For many years “proxy advisory” services have been provided by a duopoly comprising two companies, Glass Lewis and Institutional Shareholder Services, with a combined market share of 97 percent engendered by blatant political favoritism.
“Proxy advice” means recommendations to investors, retirement funds and large asset managers holding major stakes in public companies on how to vote on shareholder motions and other such proposals.
Because of deeply perverse recent rulemaking both formal and informal, at the Securities and Exchange Commission, the proxy advisory process has been transformed into one in which large institutional shareholders in a given company are virtually required to accept the recommendations of the proxy advisors. In particular, an important SEC rule (Rule 14a-8) has been changed to require firms to consider resolutions of “wider societal interest.” The upshot of this system: Utterly without statutory authority, this proxy advisory duopoly has become a de facto regulator of public companies.
The proxy advisors can make recommendations that do not affect their own financial interests. Accordingly, they have indulged their political preferences, with little concern for the interests of retirees and shareholders.
The result has been a wave of proxy proposals promoting “environmental, social, and governance” objectives, the central examples of which are various greenhouse gas and climate proposals, discrimination against fossil fuel investments, the pursuit of racial and gender quotas for corporate boards, and other such pursuits of political objectives with other people’s money.
The blowback against this expansion of the ESG game has become formidable, an outcome unsurprising precisely because ESG represents a fundamental threat to the financial interests of large numbers of investors, retirees and firms.
Because retirement funds and institutional investors have fiduciary responsibilities to their clients, litigation has loomed large as a threat to the pursuit of ESG objectives, and various states have threatened litigation and disinvestment over such efforts to dilute the fiduciary responsibilities of pension funds and to discriminate against important local industries.
The three largest asset managers — BlackRock, State Street and Vanguard — already have retreated from their previous enthusiasm for ESG investing. In its 2023 annual stewardship report, BlackRock reported that it had supported only 7 percent of environmental and social resolutions, down from 22 percent in the previous cycle. Similarly, a 2022 report from ShareAction, reviewing the world’s largest asset managers’ voting records on ESG, shows that Vanguard and State Street supported only 10 and 29 percent of ESG shareholder resolutions, respectively. In 2023, support dropped even lower.
In a major new development, BlackRock has announced that it is adding Egan Jones as a third proxy advisor option, expanding its voting choice initiative by adding two new Egan Jones proxy policies, one of which “does not prioritize environmental or social goals.”
Ignore the soothing BlackRock blather about its “commitment to providing our clients with choices to support their growing range of investment preferences.” This BlackRock addition of Egan Jones as a third proxy advisor, with an emphasis on economic returns rather than ESG objectives, is a frontal assault on the duopoly described above and its preferences for politicized voting on proxy proposals.
Ignore also the forthcoming assertions from those pursuing their own political interests with other people’s money, that ESG objectives are important for public companies and retirement funds, and are great for returns in any event.
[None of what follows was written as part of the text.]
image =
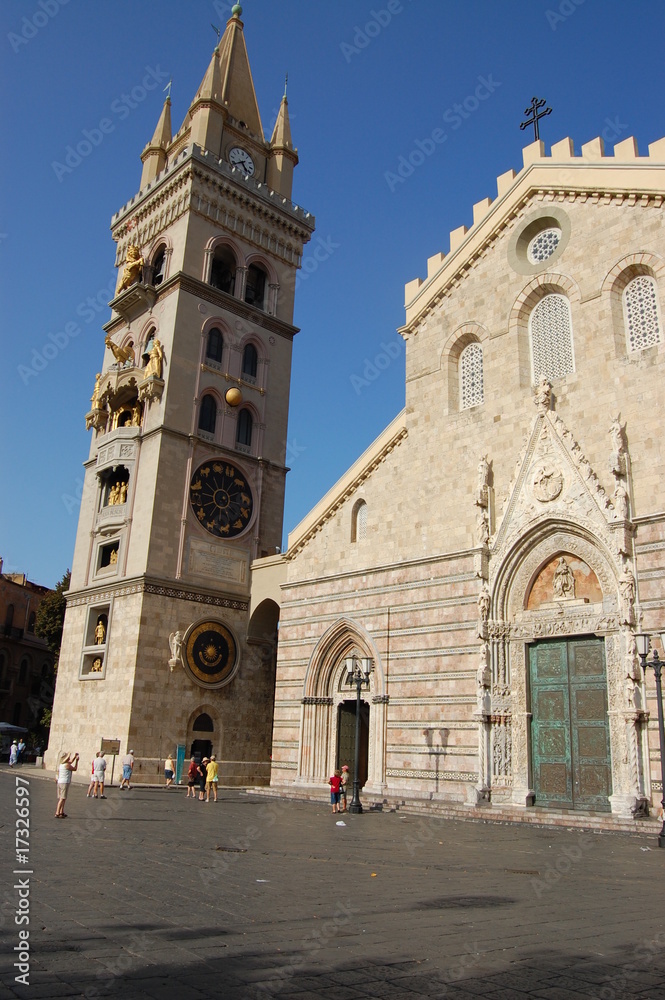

Artificial constraints on investment options — “divest from fossil fuels!” — cannot improve investment returns to a portfolio over the longer term, and are inconsistent with the diversification needed to maximize expected returns for given levels of risk.
Accordingly, an additional option for proxy advice — one not driven by political objectives — is a godsend for investors and retirees, one that other major asset managers and retirement funds would be wise to emulate, as BlackRock now has created for itself a competitive advantage. Thus have market forces yet again proven central for the maximization of economic returns, that is, the protection of fiduciaries’ interests and the larger economic objective of greater economic productivity of capital investments and the aggregate capital stock.
The modern SEC is a regulatory agency deeply politicized. The proxy advisor duopoly serves its interests because it pursues political objectives that the SEC would not be able to implement due to its lack of statutory authority. The great benefits of the BlackRock announcement, even if it is matched by other assert managers, cannot fully overcome the adverse effects of perverse SEC regulatory behavior.
Accordingly, legislation is needed to reform the SEC regulatory framework so as to remove pressures for the managers of public companies and retirement funds to ignore the fiduciary interests of investors and retirees in favor of the recommendations of proxy advisors.
Legislation is needed to constrain the efforts of regulatory agencies to pursue climate policies not authorized in law, uninformed by actual evidence, and justified on the basis of fundamentally dishonest cost-benefit analyses. Legislation reforming the SEC regulatory framework must make it clear that neutrality across investment alternatives must be a central component of the traditional SEC transparency and materiality regulatory objectives. Above all, legislation must remove the artificial barriers to entry for proxy advisory services, so that competitive market forces can serve the interests of investors, retirees and the economy writ large.
Benjamin Zycher is a senior fellow at the American Enterprise Institute.